Risk-Adjusted Performance

Very Weak

 
Weak
 
Strong
Over the last 90 days KT Corporation has generated negative risk-adjusted returns adding no value to investors with long positions. Despite somewhat strong basic indicators, KT is not utilizing all of its potentials. The current stock price disturbance, may contribute to short-term losses for the investors.
Sam A Pharm 

Risk-Adjusted Performance

Very Weak

 
Weak
 
Strong
Over the last 90 days Sam A Pharm Co has generated negative risk-adjusted returns adding no value to investors with long positions. Despite somewhat strong basic indicators, Sam-A Pharm is not utilizing all of its potentials. The current stock price disturbance, may contribute to short-term losses for the investors.

KT and Sam-A Pharm Volatility Contrast

   Predicted Return Density   
       Returns  

Pair Trading with KT and Sam-A Pharm

The main advantage of trading using opposite KT and Sam-A Pharm positions is that it hedges away some unsystematic risk. Because of two separate transactions, even if KT position performs unexpectedly, Sam-A Pharm can make up some of the losses. Pair trading also minimizes risk from directional movements in the market.
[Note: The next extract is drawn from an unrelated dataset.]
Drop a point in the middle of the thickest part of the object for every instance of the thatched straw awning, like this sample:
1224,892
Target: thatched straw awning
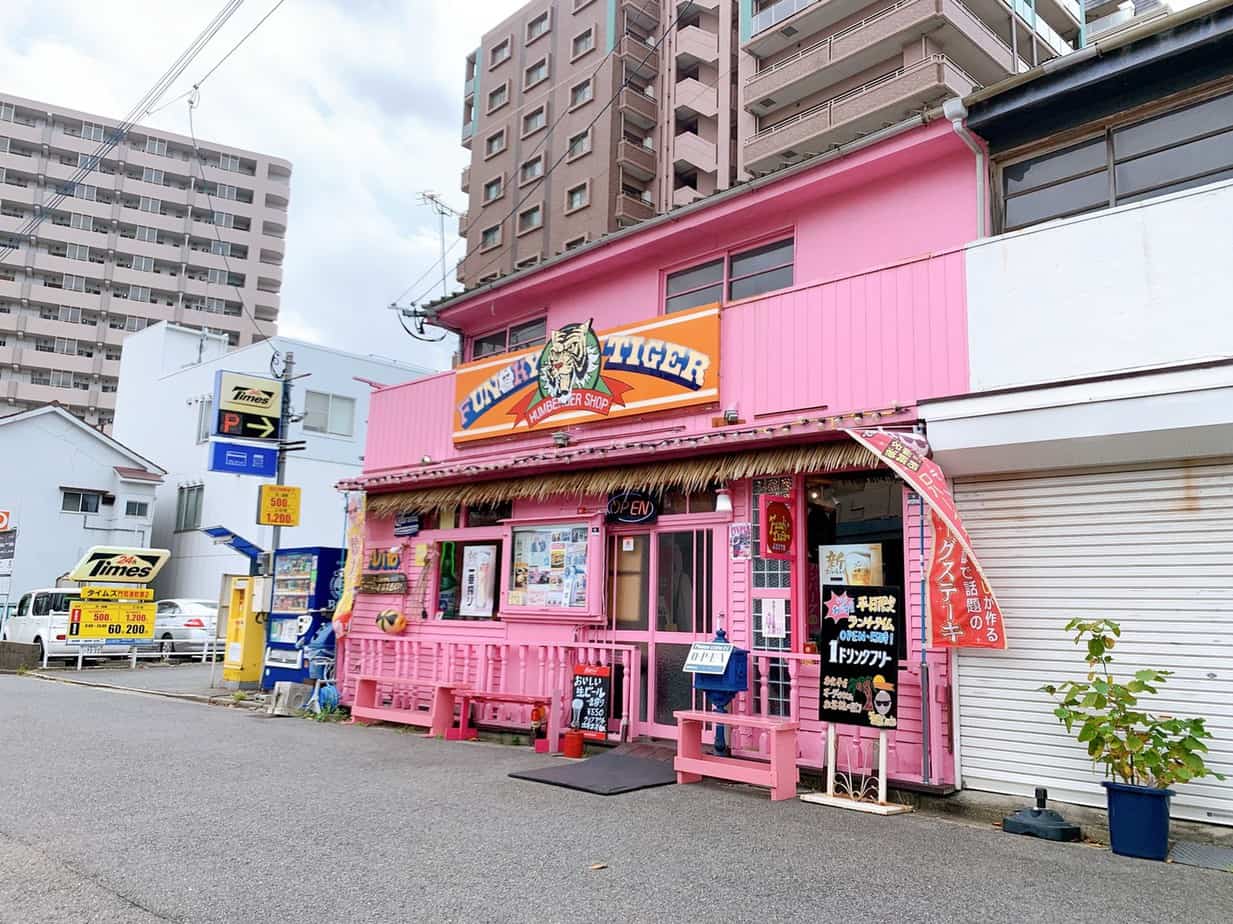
688,475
For example, if an entire industry or sector drops because of unexpected headlines, the short position in Sam-A Pharm will offset losses from the drop in Sam-A Pharm's long position.
The idea behind KT Corporation and Sam A Pharm Co pairs trading is to make the combined position market-neutral, meaning the overall market's direction will not affect its win or loss (or potential downside or upside). This can be achieved by designing a pairs trade with two highly correlated stocks or equities that operate in a similar space or sector, making it possible to obtain profits through simple and relatively low-risk investment.
Check out your portfolio center.
Note that this page's information should be used as a complementary analysis to find the right mix of equity instruments to add to your existing portfolios or create a brand new portfolio. You can also try the My Watchlist Analysis module to analyze my current watchlist and to refresh optimization strategy. Macroaxis watchlist is based on self-learning algorithm to remember stocks you like.